On 6/17/19 3:51 AM, AKASHI Takahiro wrote:
> On Sat, Jun 15, 2019 at 09:01:56PM +0200, Heinrich Schuchardt wrote:
>> On 6/5/19 6:21 AM, AKASHI Takahiro wrote:
>>> With this patch, cache buffer for UEFI variables will be created
>>> so that we will still be able to access, at least retrieve,
>>> UEFI variables when we exit from boottime services,
>>>
>>> This feature is a "should" behavior described in EBBR v1.0
>>> section 2.5.3.
>>>
>>> Signed-off-by: AKASHI Takahiro <takahiro.akashi at linaro.org>
>>> ---
>>>   include/efi_loader.h          |  17 ++
>>>   lib/efi_loader/Kconfig        |   9 +
>>>   lib/efi_loader/efi_boottime.c |  10 +-
>>>   lib/efi_loader/efi_runtime.c  |  13 +
>>>   lib/efi_loader/efi_variable.c | 467 ++++++++++++++++++++++++++++++++++
>>>   5 files changed, 515 insertions(+), 1 deletion(-)
>>
>> Please, put the cache into a separate file.
>
> Why?

It is a separate set of functions. In C++ programming you wouldn't put
two classes into the same file.

>
>>>
>>> diff --git a/include/efi_loader.h b/include/efi_loader.h
>>> index 93f7ece814a0..acab657b9d70 100644
>>> --- a/include/efi_loader.h
>>> +++ b/include/efi_loader.h
>>> @@ -620,6 +620,23 @@ efi_status_t EFIAPI efi_set_variable(u16 *variable_name,
>>>   				     const efi_guid_t *vendor, u32 attributes,
>>>   				     efi_uintn_t data_size, const void *data);
>>>
>>> +#ifdef CONFIG_EFI_RUNTIME_GET_VARIABLE_CACHING
>>> +efi_status_t efi_freeze_variable_table(void);
>>> +
>>> +/* runtime version of APIs */
>>> +efi_status_t
>>> +__efi_runtime EFIAPI efi_get_variable_runtime(u16 *variable_name,
>>
>> I think one version of the functions serving at runtime and boottime is
>> enough.
>>
>> The cache should be used both at runtime and at boottime.
>
> So do you mean that we should replace the existing "boottime" version
> of get/set_variable with my code (algorithm)?
>
> This is a bit complicated work because we should be able to *udpate*
> UEFI variables at boottime, but my version of hsearch_runtime() is
> a stripped (and modified) version and doesn't support it.

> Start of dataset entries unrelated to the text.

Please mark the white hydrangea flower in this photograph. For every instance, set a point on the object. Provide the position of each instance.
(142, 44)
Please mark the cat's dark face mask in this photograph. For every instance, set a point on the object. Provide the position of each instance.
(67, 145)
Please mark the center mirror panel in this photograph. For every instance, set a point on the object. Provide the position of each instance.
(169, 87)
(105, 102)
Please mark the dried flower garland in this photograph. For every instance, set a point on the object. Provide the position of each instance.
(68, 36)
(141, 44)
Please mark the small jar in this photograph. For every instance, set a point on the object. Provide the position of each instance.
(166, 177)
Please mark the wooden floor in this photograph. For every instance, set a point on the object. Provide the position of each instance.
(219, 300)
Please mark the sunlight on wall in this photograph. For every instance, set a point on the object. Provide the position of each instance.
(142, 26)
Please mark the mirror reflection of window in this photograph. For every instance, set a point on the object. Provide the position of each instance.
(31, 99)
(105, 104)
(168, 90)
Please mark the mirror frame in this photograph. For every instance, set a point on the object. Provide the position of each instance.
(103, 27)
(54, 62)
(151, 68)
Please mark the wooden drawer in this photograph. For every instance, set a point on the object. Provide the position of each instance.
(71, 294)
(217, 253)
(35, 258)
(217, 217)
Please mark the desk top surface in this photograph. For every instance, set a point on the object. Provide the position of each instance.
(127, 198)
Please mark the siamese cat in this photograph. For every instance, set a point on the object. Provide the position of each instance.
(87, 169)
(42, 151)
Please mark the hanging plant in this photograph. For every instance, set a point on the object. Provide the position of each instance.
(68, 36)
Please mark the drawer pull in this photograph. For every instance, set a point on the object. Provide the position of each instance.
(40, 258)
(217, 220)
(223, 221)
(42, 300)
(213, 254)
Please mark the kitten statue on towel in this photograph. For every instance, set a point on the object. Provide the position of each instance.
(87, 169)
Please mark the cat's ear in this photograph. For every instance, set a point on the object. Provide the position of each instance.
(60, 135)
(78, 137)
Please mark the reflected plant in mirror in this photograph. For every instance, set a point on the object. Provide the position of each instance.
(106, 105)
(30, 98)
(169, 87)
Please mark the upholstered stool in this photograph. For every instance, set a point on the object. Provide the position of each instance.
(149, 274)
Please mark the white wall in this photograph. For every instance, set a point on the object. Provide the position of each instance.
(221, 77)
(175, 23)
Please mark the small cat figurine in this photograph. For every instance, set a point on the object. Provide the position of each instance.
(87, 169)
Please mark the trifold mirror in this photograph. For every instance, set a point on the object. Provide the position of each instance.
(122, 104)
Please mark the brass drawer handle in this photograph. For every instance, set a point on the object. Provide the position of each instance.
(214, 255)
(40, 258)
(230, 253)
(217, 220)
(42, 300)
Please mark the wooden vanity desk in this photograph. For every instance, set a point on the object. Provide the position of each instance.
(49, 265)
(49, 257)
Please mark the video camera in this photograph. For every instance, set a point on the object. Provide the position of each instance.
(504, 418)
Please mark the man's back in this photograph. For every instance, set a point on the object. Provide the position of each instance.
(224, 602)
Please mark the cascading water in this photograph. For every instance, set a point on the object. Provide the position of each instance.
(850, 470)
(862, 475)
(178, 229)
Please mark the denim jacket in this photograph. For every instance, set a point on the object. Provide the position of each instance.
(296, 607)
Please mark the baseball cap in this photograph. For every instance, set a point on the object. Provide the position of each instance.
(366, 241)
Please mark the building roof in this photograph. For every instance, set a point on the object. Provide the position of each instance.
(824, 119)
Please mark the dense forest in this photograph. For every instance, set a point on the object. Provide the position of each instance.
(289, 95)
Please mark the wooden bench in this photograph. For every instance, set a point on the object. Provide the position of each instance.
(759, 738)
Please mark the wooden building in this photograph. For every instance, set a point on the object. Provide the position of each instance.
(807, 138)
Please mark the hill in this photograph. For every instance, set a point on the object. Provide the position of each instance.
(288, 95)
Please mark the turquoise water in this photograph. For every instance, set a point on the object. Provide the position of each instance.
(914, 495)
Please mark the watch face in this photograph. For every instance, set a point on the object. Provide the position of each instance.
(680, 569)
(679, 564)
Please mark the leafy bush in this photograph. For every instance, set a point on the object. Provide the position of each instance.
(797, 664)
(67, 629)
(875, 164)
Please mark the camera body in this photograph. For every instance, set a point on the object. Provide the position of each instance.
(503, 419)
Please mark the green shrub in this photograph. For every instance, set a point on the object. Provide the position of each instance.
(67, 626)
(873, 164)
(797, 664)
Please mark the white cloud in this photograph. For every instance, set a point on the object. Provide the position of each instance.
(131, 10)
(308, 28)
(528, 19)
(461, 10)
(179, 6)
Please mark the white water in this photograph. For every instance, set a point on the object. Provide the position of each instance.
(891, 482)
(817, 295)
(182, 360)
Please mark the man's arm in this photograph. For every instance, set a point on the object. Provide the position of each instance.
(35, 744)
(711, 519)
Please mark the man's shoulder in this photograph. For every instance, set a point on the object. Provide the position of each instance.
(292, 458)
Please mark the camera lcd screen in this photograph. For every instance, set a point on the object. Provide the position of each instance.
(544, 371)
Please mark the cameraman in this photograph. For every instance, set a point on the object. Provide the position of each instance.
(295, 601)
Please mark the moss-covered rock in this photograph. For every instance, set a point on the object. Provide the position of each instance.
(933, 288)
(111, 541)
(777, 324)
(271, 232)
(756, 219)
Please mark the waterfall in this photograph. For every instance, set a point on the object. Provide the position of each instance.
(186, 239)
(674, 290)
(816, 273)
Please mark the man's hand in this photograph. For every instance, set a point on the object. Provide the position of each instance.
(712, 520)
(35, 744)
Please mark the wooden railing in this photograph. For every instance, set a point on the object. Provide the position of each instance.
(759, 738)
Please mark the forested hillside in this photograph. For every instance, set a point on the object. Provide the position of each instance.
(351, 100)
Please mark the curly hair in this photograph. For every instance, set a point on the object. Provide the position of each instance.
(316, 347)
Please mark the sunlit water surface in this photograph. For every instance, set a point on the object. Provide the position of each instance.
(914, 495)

Do we really need a multilevel hash table? I would not expect hundreds
of variables.

>
> Making the existing hsearch_r() executable at UEFI runtime is,
> as I said before, quite painful.

You could start the cache implementation with a less complicated data
structure like a linked list.

>
>> Essentially I
>> expect three modules working together:
>>
>> UEFI API implementation <-> Cache <-> Persistence driver
>>
>> I would suggest to put each of these into a separate file.
>>
>> Both the API implementation and the Cache have to be available at
>> Boottime and at Runtime. A first version of the persistence driver may
>> only be working at boottime.
>
> Unfortunately, this is not practical right now because there is
> already some sort of assumption (and consensus) that we would re-use
> "Standalone MM services", which is already there in EDK2, as
> secure storage for UEFI variables.
> In the case, all the cache would be bypassed.
> In my old prototype, I utilized the cache but dropped that feature
> for several reasons.

What has EDK2 code to do with it?

In case of write you could do a write-through in your cache if needed.

>
>> The NV-cache content should be written to non-volatile memory on Reset()
>> and on ExitBootServices() and if possible when updating variables at
>> runtime.
>
> I'm not sure your intent here, but are you going to write back
> the cache only once?
> It won't work as every change of UEFI variable must be flushed
> to persistent storage instantly.

The cache should support write and read. Only NV variables have to be
written to a medium. If you do not support this currently just return
some error code vor NV variables. But you could accept still accept
changes to non-NV variables. This way we can test the code at runtime
even before implementing runtime persistence.

>
>>> +					      const efi_guid_t *vendor,
>>> +					      u32 *attributes,
>>> +					      efi_uintn_t *data_size,
>>> +					      void *data);
>>> +efi_status_t
>>> +__efi_runtime EFIAPI efi_get_next_variable_name_runtime(
>>> +						efi_uintn_t *variable_name_size,
>>> +						u16 *variable_name,
>>> +						const efi_guid_t *vendor);
>>> +#endif /* CONFIG_EFI_RUNTIME_GET_VARIABLE_CACHING */
>>> +
>>>   /*
>>>    * See section 3.1.3 in the v2.7 UEFI spec for more details on
>>>    * the layout of EFI_LOAD_OPTION.  In short it is:
>>> diff --git a/lib/efi_loader/Kconfig b/lib/efi_loader/Kconfig
>>> index e2ef43157568..3f284795648f 100644
>>> --- a/lib/efi_loader/Kconfig
>>> +++ b/lib/efi_loader/Kconfig
>>> @@ -59,6 +59,15 @@ config EFI_RUNTIME_CONVERT_POINTER
>>>   	  to be called by UEFI drivers in relocating themselves to virtual
>>>   	  address space.
>>>
>>> +config EFI_RUNTIME_GET_VARIABLE_CACHING
>>> +	bool "runtime_service: GetVariable: Enable runtime access via cache (read-only)"
>>> +	default y
>>> +	help
>>> +	  Select this option if you want to access UEFI variables at
>>> +	  runtime even though you cannot update values on the fly.
>>> +	  With or without this option, you can access UEFI variables
>>> +	  at boottime.
>>
>> Updates of volatile variables should always be possible.
>
> Why "should"?
> Give me any use case.
> UEFI spec does not describe such a variant implementation at all.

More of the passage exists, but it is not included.